Я думаю, что цельность - результат самоограничения ради самозащиты. Кажется, это же самое утверждает Дарвин. Человек попал в условия, где некоторые свойства его психики не только излишни для него, но и опасны: ими может воспользоваться его внутренний или внешний враг. Тогда человек сознательно гасит, уничтожает в себе излишнее и этим приобретает "цельность". Например: на кой чорт революционеру жалость к людям, лирика, сентиментальность, романтизм и всё прочее в этом духе?
Революционеру необходим только энтузиазм и вера в себя. Интерес к многообразию внутренней жизни определённо вреден ему. В этом многообразии так же легко запутаться, как ребёнку в колючих кустах терновника.
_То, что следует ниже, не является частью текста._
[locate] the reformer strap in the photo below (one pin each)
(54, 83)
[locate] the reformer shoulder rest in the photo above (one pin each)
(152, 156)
Жизнь человека раздробленного напоминает судорожный полёт ласточки. Разумеется, цельный человек практически более полезен, но - второй тип ближе мне. Запутанные люди - интереснее. Жизнь украшается вещами бесполезными. Я не видал идиотов, которые украшали бы жилища свои молотками, гайками или велосипедами. Впрочем, один богач, мукомол, собрал больше пятисот замков и развесил их в двух больших комнатах на красных, суконных щитах. Но у него были такие фокусные замки, что я, наследственный слесарь, рассматривал их с огромнейшим удовольствием. И, конечно, все они были бесполезны.
Технические фокусы я люблю, как всякую игру человеческого разума, в каких бы формах она ни выражалась.
Вот тоже, говорят о "христианской культуре". Что врёте? Какого чорта христианская? Где в ней наивность, в этой вашей культуре? Евангельской наивности нет нигде. Расплодили злые, хитрые мысли, распустили их по всей земле, как стаю бешеных собак. Идиоты.
К восьмому году лучшие зубы революции были выбиты. Множество рабочих пошло на каторгу, многие, струсив, нарядились в бараньи шкуры обывателей; потом эти шкуры приросли к их коже. Некоторые, захотев пожить в своё удовольствие, стали бандитами, - "жизнь в своё удовольствие" всегда, прямо или косвенно, соприкасается с бандитизмом. Особенно быстро и ловко ускользнули от расправы победителей товарищи интеллигенты. Гнусное было время. Даже люди, доказавшие способность к подвигам, делали подлости.
Но - лучше не писать, не думать на эту тему. У меня нет желания намекнуть кому-то: время было плохое, а потому...
Нет, я не хочу оправдываться. У меня своя линия, своя задача. Знакомый мой, татарин, говорил:
- Мин дин мин - я есть я.
Каков бы я ни был, но я - есть я. Условия времени сыграли значительную роль в моей жизни, но только тем, что поставили меня лицом к лицу с самим собою. Раньше я жил, так сказать, вооружаясь для борьбы, это поглощало все мои силы, и у меня не было времени думать: кто я? Раньше я был связан с людьми сознанием общности политических и экономических интересов, чувством партийной солидарности, дисциплиной. А тут вдруг почувствовал, что экономика и политика не всего меня поглощают, увидел, что солидарность интересов - сомнительна, а законы партийной дисциплины не для всех печатаются одним и тем же шрифтом... В это время я и ушибся о вопрос: почему люди так шатки, неустойчивы, почему они с такой лёгкостью изменяют делу и вере?
Однако это всё-таки похоже на попытку оправдаться. Подлая штука.